I will try it and report back my results

erwindwight commented 8 years ago

I saw this when I was pointing all my bosun hosts to use localhost for redisHost. So I made changes for them, I re-configured my redis to have a master/slave (redis sentinel). Then point redis to a VIP instead of localhost. So far, so good.

angadsingh commented 8 years ago

@erwindwight we were not even using redis when this issue was faced. we were just using the default ledis db.

angadsingh commented 8 years ago

@captncraig trying out a build from stopNotifications branch. but isn't that a post-facto check that you've put in? the underlying problem might be creating more such (possibly concurrency) issues.

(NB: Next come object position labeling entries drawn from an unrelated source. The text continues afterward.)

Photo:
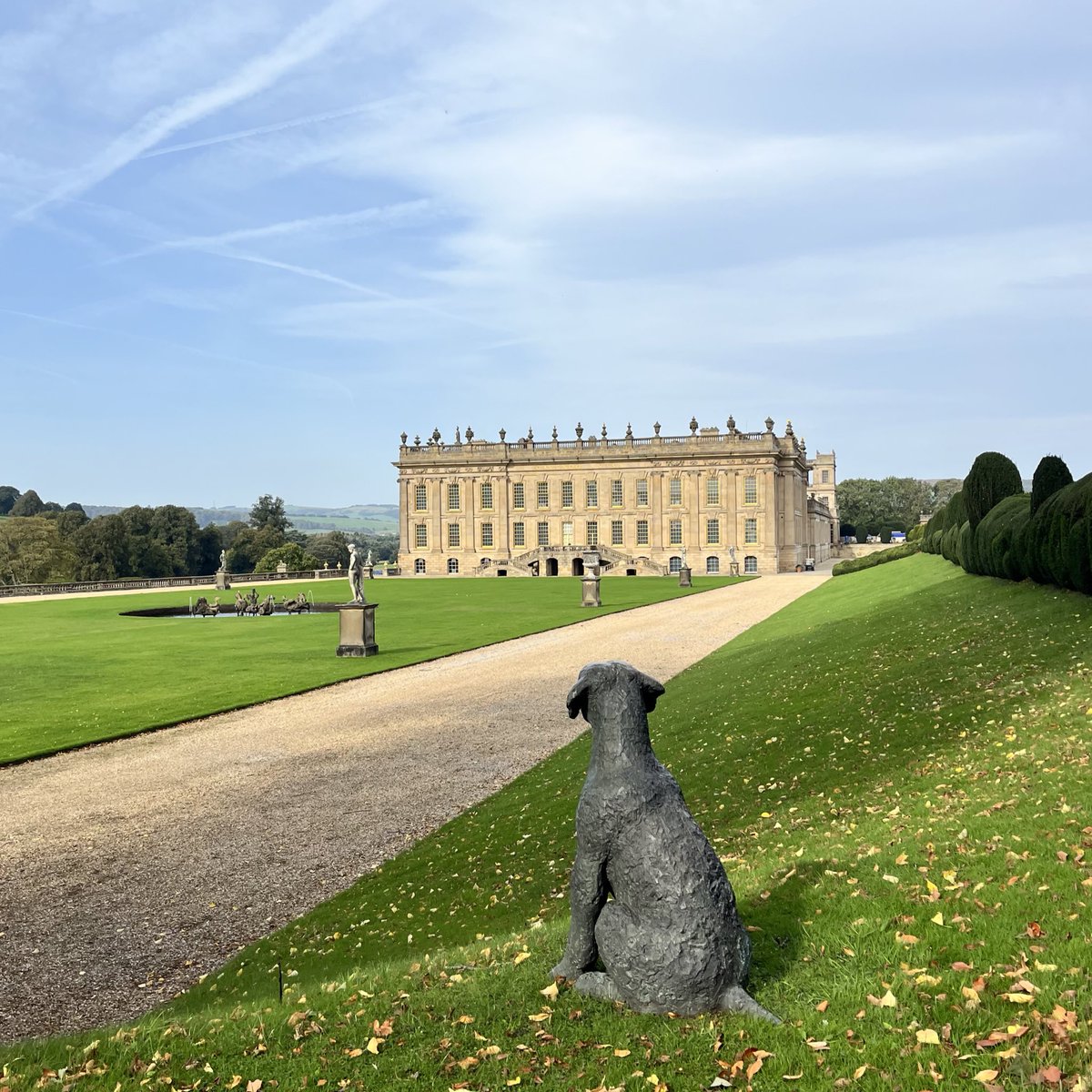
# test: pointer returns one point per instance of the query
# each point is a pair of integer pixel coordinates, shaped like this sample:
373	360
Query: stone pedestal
358	631
590	592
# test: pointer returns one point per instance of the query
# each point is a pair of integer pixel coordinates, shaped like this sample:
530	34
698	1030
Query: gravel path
130	868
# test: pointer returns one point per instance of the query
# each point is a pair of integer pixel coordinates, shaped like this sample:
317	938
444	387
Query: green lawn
895	770
76	672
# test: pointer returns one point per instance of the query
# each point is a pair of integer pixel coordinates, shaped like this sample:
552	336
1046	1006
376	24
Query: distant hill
375	519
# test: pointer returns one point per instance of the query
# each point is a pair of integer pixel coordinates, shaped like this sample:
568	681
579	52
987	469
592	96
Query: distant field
895	771
76	672
375	525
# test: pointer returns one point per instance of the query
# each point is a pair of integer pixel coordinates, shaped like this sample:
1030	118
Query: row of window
591	494
591	533
674	563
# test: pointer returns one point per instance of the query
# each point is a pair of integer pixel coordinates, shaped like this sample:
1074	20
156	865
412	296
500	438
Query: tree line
43	543
878	507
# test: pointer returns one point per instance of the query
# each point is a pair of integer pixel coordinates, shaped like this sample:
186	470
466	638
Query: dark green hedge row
1046	535
869	561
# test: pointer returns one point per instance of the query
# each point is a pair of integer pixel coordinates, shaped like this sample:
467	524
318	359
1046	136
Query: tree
69	523
102	547
146	556
290	554
330	549
249	545
993	478
30	503
176	530
1051	475
268	513
33	551
871	505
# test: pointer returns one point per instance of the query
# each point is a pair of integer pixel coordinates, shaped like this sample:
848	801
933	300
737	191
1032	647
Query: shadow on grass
776	921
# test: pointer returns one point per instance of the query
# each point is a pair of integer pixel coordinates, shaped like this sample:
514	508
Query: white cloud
306	42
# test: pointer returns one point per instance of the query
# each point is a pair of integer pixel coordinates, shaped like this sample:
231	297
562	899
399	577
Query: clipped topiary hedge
997	546
993	478
1051	475
1057	545
880	557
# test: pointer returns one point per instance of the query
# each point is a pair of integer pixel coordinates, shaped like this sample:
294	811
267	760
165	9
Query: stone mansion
647	505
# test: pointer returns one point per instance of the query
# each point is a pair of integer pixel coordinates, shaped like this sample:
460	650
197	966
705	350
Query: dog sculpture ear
577	703
650	692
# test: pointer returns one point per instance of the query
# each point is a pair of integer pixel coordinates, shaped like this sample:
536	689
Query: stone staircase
534	562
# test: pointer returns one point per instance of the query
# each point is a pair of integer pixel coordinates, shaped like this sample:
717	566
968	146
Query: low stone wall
136	583
847	551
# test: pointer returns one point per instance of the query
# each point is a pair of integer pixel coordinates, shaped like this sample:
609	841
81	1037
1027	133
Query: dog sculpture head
607	676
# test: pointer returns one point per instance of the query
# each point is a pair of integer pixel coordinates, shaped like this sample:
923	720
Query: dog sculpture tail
736	999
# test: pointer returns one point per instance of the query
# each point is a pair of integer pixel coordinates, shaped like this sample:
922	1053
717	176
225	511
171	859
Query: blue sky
245	245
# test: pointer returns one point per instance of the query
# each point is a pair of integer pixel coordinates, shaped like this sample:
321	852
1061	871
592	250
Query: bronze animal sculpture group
649	895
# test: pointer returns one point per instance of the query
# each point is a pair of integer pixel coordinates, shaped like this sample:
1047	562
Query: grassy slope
76	672
895	770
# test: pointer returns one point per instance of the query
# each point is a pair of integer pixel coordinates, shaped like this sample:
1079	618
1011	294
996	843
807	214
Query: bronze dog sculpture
649	895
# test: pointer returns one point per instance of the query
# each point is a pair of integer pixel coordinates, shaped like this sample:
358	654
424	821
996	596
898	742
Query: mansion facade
648	506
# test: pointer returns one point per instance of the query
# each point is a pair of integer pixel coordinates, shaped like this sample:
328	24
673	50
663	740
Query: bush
965	544
880	557
1051	475
998	540
1059	538
934	531
992	479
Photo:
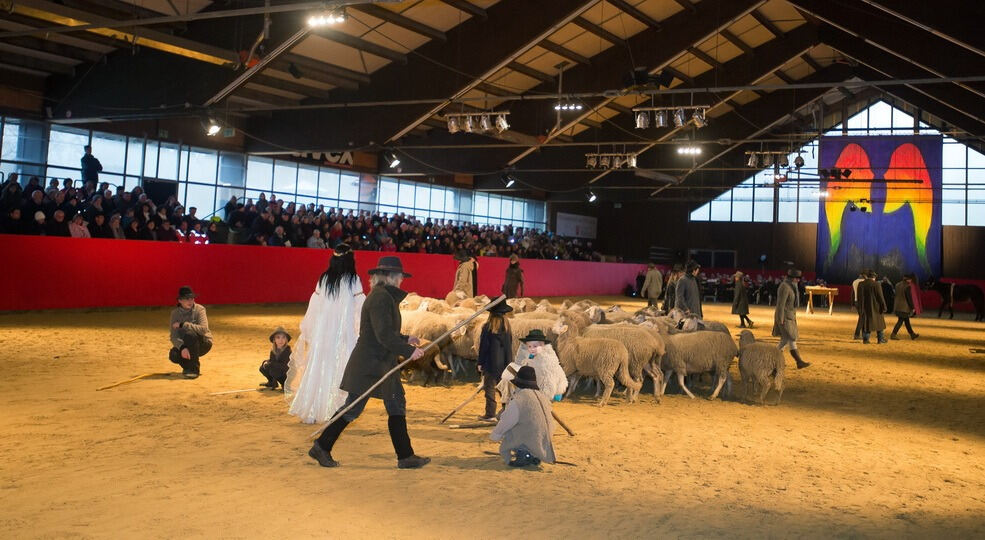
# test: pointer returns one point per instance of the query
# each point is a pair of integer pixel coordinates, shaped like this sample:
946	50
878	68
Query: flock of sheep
604	345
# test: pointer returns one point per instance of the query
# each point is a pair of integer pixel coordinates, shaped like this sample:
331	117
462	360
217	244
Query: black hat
501	308
389	264
526	377
535	335
280	330
186	292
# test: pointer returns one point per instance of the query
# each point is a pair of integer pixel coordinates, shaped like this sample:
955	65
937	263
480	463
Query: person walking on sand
190	335
785	316
377	348
328	335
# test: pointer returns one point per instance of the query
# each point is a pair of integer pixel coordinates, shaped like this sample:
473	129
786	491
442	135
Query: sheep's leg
718	388
680	381
609	385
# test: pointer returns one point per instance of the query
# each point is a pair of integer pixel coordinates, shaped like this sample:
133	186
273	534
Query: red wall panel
52	273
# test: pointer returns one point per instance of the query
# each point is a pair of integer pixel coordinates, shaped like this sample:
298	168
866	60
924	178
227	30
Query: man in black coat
377	348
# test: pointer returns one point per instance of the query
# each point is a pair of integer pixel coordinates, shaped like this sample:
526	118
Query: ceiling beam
360	44
766	23
531	72
467	7
736	40
402	21
564	52
682	30
634	12
585	24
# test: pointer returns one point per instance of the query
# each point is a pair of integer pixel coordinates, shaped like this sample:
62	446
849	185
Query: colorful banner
884	216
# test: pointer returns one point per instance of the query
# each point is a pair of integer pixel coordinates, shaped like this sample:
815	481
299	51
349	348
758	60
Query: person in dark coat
871	306
275	367
670	293
377	348
90	166
740	300
495	353
903	306
513	286
688	293
785	316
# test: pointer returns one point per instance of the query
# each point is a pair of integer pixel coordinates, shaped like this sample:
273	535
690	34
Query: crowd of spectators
86	210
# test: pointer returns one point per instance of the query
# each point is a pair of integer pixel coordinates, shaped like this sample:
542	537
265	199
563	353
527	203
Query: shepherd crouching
526	426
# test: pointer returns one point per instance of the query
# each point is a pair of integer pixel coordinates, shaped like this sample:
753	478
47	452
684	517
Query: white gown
550	376
328	335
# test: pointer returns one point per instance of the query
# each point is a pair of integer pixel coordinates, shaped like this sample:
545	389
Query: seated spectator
98	228
77	227
315	241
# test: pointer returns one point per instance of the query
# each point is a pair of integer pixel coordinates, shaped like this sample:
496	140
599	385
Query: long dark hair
342	267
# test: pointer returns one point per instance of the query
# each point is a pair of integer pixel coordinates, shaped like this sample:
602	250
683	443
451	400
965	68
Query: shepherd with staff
377	348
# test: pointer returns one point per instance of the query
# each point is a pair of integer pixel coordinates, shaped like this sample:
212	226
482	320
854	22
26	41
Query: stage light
699	118
501	123
391	159
679	119
485	124
660	119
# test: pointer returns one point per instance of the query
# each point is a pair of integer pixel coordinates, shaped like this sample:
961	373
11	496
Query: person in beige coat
525	427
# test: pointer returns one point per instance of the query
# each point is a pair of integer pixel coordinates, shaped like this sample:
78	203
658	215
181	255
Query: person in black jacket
495	353
275	367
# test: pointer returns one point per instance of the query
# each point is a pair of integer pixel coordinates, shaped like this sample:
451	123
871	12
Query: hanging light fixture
699	118
679	119
501	123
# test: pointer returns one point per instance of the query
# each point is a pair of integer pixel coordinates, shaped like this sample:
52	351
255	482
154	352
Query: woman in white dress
328	335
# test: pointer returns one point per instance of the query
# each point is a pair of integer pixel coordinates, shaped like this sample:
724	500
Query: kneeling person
526	426
275	367
190	334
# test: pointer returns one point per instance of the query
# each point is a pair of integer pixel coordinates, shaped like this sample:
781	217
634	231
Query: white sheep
600	358
760	366
698	352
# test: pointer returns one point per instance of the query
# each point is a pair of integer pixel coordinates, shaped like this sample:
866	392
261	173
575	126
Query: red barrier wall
53	273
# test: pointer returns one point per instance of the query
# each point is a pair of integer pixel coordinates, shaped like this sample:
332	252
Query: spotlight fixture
391	159
679	118
699	118
326	18
660	119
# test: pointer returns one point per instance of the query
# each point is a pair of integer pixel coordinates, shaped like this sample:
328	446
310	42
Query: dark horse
957	293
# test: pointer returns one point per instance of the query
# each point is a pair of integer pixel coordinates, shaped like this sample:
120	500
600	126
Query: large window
796	200
206	179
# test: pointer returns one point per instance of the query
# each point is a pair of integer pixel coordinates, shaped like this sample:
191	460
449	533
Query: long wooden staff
401	365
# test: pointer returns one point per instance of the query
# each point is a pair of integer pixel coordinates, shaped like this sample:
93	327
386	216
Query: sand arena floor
872	441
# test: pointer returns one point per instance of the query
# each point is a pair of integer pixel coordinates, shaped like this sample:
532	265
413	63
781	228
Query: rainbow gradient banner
884	216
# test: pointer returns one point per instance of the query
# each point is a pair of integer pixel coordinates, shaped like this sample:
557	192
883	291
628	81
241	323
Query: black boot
406	459
322	449
800	361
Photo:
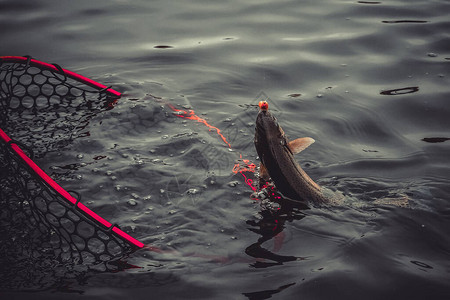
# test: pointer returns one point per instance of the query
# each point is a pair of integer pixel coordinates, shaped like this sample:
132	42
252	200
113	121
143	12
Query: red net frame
34	205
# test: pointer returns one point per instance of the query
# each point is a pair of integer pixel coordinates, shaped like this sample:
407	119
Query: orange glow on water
243	165
190	115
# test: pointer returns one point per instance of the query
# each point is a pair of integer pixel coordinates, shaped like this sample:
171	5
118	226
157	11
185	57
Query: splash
190	115
243	166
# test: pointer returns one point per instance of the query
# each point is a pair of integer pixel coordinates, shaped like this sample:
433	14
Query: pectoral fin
263	173
300	144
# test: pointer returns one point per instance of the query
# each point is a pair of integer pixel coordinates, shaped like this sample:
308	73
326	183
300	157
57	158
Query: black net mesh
38	226
45	108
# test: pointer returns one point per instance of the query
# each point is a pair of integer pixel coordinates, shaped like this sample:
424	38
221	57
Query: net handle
66	195
57	69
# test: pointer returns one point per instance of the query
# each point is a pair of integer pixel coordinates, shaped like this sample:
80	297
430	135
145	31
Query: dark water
368	80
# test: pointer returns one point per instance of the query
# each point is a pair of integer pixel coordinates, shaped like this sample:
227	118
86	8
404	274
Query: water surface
368	80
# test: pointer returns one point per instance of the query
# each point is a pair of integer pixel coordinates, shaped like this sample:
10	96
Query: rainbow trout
276	153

lukaspustina commented 8 years ago

@captncraig The patch works and prevents resending notifications for old alarms. Do you have an idea why this happens in the first place?

vitorboschi commented 8 years ago

I've been using the patch for some time and it looks like everything is fine. I didn't spotted any regression either

captncraig commented 8 years ago

Found something promising. Looks like this occurs when you close an alert without acking it first. The old notification chain does not get cleared. Patch incoming.